Printing protocols Printer Basics

Since the 70s, a time when printing was just committing ASCII text to paper line by line, the LPD protocol is used to control the printers output. Printing became a more and more sophisticated job by a growing variety of text formatting options and the addition of pictures,
today even of a photo-realistic quality. This is why time and again each manufacturer added his own extensions to LPD and the different specifications usually were incompatible to each other.
Now a new protocol is ahead, the Internet Printing Protocol IPP. IPP is on its way to establish a common standard for all the different printing devices and operating systems and therefore will enable comfortable printing across any network from LAN to the Internet. IPP bases on HTTP, the well-known WWW standard. In the same way HTTP transmits web pages containing text, pictures, sounds, script code etc. from a server to a client or e. g. a forms data from the client to the server, HTTP is able to transmit any kind of data needed for network printing. Clients, printers, print jobs, and even administration assignments and status queries can be identified by URIs (Uniform Resource Identifiers). A HTML based user interface can make printers and their configuration options available by an ordinary web browser. Apart from the network abilities IPP will make several new features available:
• A client doesnt need to send a file to the printer (push method),
the client simply directs the printer to fetch the file from where it is
stored (pull method).
• A client is able to find any of the networks printers, even when a
printer is unknown to the client so far.
• A client is able to get detailed information about a certain printer.

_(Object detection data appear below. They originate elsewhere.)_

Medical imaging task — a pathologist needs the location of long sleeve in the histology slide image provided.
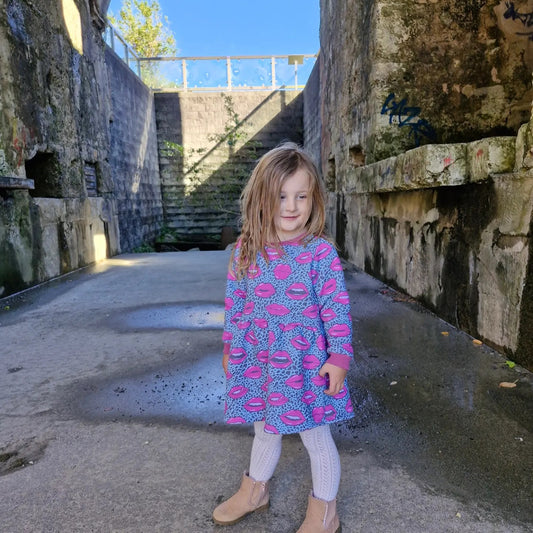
[222,248,248,354]
[313,241,353,370]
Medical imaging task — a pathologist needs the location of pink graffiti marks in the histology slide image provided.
[503,2,533,41]
[381,93,437,146]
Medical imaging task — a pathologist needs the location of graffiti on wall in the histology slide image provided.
[503,2,533,41]
[381,93,437,146]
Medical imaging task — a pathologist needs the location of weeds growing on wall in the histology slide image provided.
[164,94,262,226]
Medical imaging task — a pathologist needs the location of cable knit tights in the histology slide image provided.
[250,422,341,501]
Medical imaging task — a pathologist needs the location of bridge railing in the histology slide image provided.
[104,23,317,91]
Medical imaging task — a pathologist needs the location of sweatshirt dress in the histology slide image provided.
[223,237,354,434]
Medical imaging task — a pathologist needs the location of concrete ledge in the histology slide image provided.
[342,137,516,194]
[0,176,35,189]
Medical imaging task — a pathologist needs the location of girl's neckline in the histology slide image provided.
[279,232,307,246]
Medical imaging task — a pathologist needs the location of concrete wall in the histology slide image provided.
[0,0,162,297]
[105,48,163,252]
[0,0,119,296]
[312,0,533,368]
[155,91,303,245]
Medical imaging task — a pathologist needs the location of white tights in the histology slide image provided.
[250,421,341,502]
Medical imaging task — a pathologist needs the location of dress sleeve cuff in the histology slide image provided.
[326,353,353,370]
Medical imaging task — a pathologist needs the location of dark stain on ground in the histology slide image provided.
[69,294,533,523]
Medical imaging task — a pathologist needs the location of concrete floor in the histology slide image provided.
[0,251,533,533]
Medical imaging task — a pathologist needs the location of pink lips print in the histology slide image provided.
[229,348,248,365]
[266,304,291,316]
[342,342,353,353]
[269,350,292,368]
[285,374,304,390]
[294,252,313,265]
[254,283,276,298]
[248,265,261,279]
[254,318,268,329]
[312,407,324,424]
[291,335,311,350]
[316,335,326,350]
[324,405,337,422]
[333,387,348,400]
[320,278,337,296]
[320,309,337,322]
[244,331,259,346]
[243,397,266,413]
[315,242,331,261]
[302,305,318,318]
[328,324,350,337]
[311,376,326,387]
[285,283,309,300]
[267,392,289,406]
[330,257,342,272]
[261,376,272,392]
[242,302,255,315]
[302,354,320,370]
[228,385,248,400]
[274,265,292,279]
[226,416,246,424]
[244,366,263,379]
[345,398,353,413]
[256,350,268,363]
[266,246,281,261]
[302,391,316,405]
[233,289,246,299]
[280,409,305,426]
[333,291,350,305]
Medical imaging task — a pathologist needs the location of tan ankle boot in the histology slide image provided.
[297,491,341,533]
[213,472,269,526]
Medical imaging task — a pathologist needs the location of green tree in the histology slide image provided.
[109,0,176,57]
[109,0,177,88]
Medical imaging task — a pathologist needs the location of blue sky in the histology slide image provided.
[109,0,320,56]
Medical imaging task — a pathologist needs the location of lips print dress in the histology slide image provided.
[223,237,354,434]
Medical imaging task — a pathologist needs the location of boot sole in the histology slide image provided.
[213,502,270,533]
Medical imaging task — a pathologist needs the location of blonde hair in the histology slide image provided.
[235,142,326,278]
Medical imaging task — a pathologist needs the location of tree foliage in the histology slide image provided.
[109,0,177,57]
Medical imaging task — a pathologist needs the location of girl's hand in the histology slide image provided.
[318,363,348,396]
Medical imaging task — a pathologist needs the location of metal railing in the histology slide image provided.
[104,23,317,91]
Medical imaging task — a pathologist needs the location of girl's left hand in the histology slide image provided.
[318,363,348,396]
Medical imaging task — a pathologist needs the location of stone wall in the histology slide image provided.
[105,48,163,252]
[313,0,533,368]
[0,0,162,297]
[155,91,303,246]
[0,0,119,296]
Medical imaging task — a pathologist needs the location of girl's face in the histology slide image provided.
[274,168,313,241]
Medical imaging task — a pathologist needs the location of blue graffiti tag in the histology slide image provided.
[381,93,437,146]
[503,2,533,41]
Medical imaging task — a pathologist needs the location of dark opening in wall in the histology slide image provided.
[83,161,98,196]
[326,157,336,192]
[350,145,366,167]
[24,152,63,198]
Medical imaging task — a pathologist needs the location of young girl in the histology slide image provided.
[213,143,353,533]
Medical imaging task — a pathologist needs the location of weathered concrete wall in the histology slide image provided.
[320,0,533,168]
[0,0,162,297]
[0,0,119,296]
[312,0,533,368]
[155,91,303,243]
[105,48,163,252]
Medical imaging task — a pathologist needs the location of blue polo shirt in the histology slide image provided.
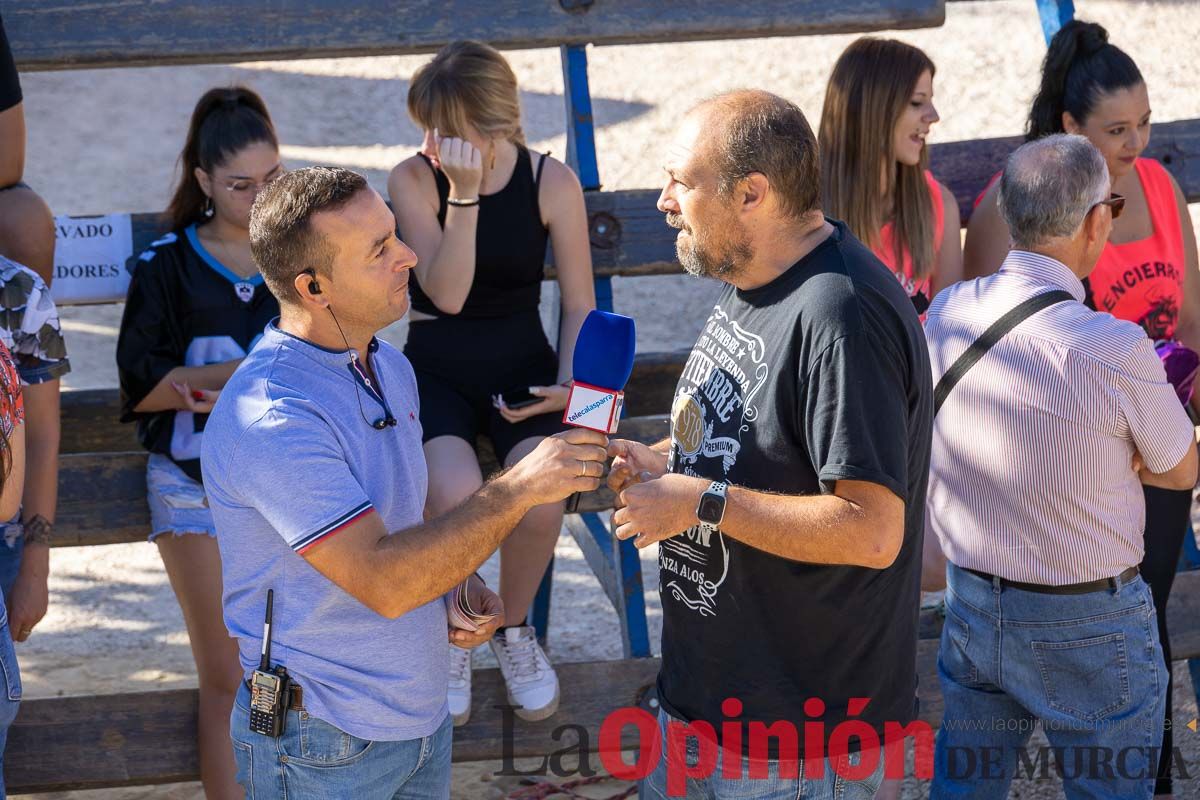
[202,323,449,741]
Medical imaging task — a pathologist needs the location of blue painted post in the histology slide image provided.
[560,44,650,658]
[1037,0,1075,44]
[532,44,612,644]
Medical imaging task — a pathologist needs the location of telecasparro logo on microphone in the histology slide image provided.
[568,395,613,422]
[563,383,622,433]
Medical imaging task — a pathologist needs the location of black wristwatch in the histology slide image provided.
[696,481,728,528]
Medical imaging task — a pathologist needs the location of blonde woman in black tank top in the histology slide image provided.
[388,42,595,724]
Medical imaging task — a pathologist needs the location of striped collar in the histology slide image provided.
[1000,249,1087,302]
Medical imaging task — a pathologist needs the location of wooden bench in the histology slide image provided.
[4,0,1200,793]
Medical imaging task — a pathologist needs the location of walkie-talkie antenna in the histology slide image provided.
[258,589,275,672]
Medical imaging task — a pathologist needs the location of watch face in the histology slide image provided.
[696,494,725,525]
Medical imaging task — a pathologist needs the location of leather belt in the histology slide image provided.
[242,678,304,711]
[962,566,1138,595]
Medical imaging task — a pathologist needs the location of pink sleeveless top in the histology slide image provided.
[1088,158,1186,341]
[872,169,946,306]
[974,158,1186,341]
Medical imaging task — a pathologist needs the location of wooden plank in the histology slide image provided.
[59,389,142,455]
[53,452,150,547]
[4,690,200,794]
[929,119,1200,225]
[4,0,946,71]
[4,658,659,794]
[56,119,1200,311]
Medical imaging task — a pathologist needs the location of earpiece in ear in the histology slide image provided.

• A printer is able to start a print job before all of the print jobs data
have arrived.
• A single print job can consist of several documents.
• Printers and print servers can be configurated from any point of
the network.
• Printing across a network, especially across the Internet, will be
save, because transmitted files can be encoded and users can be
obliged to authenticate themselves.
Today already about a hundred products from printers to applications provide IPP abilities and a first IPP application, CUPS (Common UNIX Printing System), is available for UNIX based networks.